Fayyad's critics say that Palestinian policemen are filling the role previously played by the lsrael Defense Forces - fighting violent resistance to the occupation. The president of Al-Quds University, Prof. Sari Nusseibeh, has even suggested that because of Fayyad's policies, the PA should shut its offices and demand Israel annex the territories and give civil rights to the Palestinians. Israel's Oz immigration police unit operates in Ramallah with immunity, a few streets away from Fayyad's bureau, displaying the weakness of his dignified title.

But Fayyad doesn't miss an opportunity to say that security is in the Palestinians' interest, and that the PA isn't doing anyone else a favor when it imposes law and order. He promises the crowd that soon, Palestinian security forces will control all the West Bank towns. Nevertheless, Fayyad knows there is a glass ceiling separating him from 60 percent of the West Bank - Area C, which is under full Israeli control, and includes East Jerusalem, the border area and the Jordan Valley.
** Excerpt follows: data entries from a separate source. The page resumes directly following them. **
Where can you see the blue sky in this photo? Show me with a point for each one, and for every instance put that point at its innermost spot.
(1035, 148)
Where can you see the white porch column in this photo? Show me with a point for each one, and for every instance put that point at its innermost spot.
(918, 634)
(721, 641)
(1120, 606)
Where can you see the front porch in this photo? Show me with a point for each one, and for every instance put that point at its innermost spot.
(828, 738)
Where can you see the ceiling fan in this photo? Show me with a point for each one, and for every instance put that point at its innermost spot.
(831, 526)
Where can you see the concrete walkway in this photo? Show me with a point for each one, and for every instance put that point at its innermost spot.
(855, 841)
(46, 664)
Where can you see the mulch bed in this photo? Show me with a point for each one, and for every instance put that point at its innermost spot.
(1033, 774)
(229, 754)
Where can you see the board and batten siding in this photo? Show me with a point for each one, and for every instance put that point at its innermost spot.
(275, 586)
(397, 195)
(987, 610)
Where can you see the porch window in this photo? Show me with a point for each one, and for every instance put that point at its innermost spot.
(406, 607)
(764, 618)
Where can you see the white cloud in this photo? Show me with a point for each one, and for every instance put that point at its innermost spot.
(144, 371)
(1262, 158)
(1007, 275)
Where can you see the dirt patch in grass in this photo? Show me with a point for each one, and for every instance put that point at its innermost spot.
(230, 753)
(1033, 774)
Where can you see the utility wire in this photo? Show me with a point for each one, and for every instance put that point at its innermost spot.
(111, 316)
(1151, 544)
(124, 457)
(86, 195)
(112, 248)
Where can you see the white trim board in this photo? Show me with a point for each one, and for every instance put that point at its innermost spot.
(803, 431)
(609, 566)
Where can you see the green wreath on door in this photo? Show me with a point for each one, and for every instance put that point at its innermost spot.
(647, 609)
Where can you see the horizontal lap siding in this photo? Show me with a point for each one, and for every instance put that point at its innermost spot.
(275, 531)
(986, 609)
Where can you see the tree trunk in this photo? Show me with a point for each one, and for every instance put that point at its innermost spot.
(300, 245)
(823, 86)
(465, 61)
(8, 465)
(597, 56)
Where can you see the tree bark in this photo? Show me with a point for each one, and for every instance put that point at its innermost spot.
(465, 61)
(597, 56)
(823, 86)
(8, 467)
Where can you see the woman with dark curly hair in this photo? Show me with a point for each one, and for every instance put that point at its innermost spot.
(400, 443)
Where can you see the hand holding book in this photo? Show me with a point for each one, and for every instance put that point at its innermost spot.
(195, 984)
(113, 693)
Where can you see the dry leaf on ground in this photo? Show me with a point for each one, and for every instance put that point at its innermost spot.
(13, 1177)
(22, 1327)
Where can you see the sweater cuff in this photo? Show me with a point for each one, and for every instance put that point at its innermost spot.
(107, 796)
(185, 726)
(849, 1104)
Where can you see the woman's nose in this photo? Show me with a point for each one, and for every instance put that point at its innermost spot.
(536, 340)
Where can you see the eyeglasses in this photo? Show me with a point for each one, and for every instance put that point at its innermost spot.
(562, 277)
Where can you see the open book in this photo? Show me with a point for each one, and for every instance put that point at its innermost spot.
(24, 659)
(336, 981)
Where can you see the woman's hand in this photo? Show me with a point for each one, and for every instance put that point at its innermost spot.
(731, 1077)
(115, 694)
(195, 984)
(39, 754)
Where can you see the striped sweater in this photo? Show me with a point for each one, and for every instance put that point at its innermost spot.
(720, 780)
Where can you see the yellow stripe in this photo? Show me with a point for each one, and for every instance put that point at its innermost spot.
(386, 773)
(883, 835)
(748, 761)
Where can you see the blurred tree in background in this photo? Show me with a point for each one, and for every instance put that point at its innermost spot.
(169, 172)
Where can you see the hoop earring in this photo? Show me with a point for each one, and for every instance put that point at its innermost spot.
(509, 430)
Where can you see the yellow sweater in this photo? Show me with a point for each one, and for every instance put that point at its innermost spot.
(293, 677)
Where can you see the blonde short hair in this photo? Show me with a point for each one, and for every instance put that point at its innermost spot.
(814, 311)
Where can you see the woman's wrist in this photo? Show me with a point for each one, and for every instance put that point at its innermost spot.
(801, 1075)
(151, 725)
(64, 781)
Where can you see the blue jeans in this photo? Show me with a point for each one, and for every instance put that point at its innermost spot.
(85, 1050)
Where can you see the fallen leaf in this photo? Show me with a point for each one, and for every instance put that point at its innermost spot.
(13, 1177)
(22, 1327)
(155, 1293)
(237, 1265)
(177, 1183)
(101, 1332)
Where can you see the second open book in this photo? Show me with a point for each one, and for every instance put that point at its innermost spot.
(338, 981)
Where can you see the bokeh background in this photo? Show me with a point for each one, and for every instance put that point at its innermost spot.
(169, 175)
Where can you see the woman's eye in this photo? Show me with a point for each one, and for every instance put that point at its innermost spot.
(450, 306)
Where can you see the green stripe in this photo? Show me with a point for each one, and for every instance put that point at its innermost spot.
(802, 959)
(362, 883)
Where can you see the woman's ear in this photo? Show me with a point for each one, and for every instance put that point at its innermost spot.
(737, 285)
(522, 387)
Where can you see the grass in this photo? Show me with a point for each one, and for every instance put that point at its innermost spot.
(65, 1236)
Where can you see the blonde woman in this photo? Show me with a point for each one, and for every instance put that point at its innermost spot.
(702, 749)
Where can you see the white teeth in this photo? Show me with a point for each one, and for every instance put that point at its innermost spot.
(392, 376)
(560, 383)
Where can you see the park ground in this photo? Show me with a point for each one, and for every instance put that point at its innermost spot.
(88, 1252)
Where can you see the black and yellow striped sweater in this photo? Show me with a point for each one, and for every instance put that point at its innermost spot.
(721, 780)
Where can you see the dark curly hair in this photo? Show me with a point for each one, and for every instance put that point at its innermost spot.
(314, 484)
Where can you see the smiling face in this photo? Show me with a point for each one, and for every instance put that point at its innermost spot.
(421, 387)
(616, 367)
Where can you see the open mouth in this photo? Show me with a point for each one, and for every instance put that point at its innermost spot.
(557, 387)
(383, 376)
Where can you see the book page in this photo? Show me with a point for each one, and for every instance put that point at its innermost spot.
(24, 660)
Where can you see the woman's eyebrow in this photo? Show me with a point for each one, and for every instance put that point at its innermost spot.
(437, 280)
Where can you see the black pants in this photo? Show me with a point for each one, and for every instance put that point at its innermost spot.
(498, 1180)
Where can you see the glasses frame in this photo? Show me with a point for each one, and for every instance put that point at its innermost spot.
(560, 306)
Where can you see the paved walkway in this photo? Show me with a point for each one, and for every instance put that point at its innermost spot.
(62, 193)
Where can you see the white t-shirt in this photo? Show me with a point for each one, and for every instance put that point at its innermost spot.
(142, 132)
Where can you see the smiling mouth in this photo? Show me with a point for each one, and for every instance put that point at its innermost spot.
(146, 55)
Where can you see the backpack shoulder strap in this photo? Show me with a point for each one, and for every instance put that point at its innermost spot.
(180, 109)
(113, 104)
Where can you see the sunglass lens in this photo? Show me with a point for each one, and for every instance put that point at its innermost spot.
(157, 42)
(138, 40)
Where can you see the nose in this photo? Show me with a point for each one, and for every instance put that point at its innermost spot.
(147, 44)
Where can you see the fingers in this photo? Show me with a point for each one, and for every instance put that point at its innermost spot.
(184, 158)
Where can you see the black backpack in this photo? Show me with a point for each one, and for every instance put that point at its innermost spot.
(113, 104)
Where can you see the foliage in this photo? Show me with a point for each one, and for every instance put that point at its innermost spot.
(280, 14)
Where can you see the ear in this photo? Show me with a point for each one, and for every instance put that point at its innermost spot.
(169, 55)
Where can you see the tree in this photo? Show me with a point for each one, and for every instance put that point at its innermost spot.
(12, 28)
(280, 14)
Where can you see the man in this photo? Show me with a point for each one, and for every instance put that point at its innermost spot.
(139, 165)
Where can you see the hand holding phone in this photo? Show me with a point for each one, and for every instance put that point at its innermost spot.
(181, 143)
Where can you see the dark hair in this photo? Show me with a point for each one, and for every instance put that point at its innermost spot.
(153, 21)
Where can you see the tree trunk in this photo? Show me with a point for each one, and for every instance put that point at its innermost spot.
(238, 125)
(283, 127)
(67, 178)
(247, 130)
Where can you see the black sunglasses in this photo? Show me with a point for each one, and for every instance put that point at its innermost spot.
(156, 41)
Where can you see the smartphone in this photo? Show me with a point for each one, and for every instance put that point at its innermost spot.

In the back seat of the Mercedes, as he rushed to a meeting with Quartet envoy Tony Blair, Fayyad said he knows a state can't be built on its economy alone, nor on only law and order. But in less than two years, when he completes his project, the occupation will become an anomaly in the eyes of the world, he said.

In the evening, shortly before he presented his vision at the Herzliya Conference, Fayyad dined alongside President Shimon Peres at the table of Bank of Israel Governor Stanley Fischer, an acquaintance from his World Bank days. Peres, a close associate of Israel's first prime minister David Ben-Gurion, called Fayyad the Palestinian Ben-Gurion: He too is building a state while under foreign occupation - and despite foreign occupation.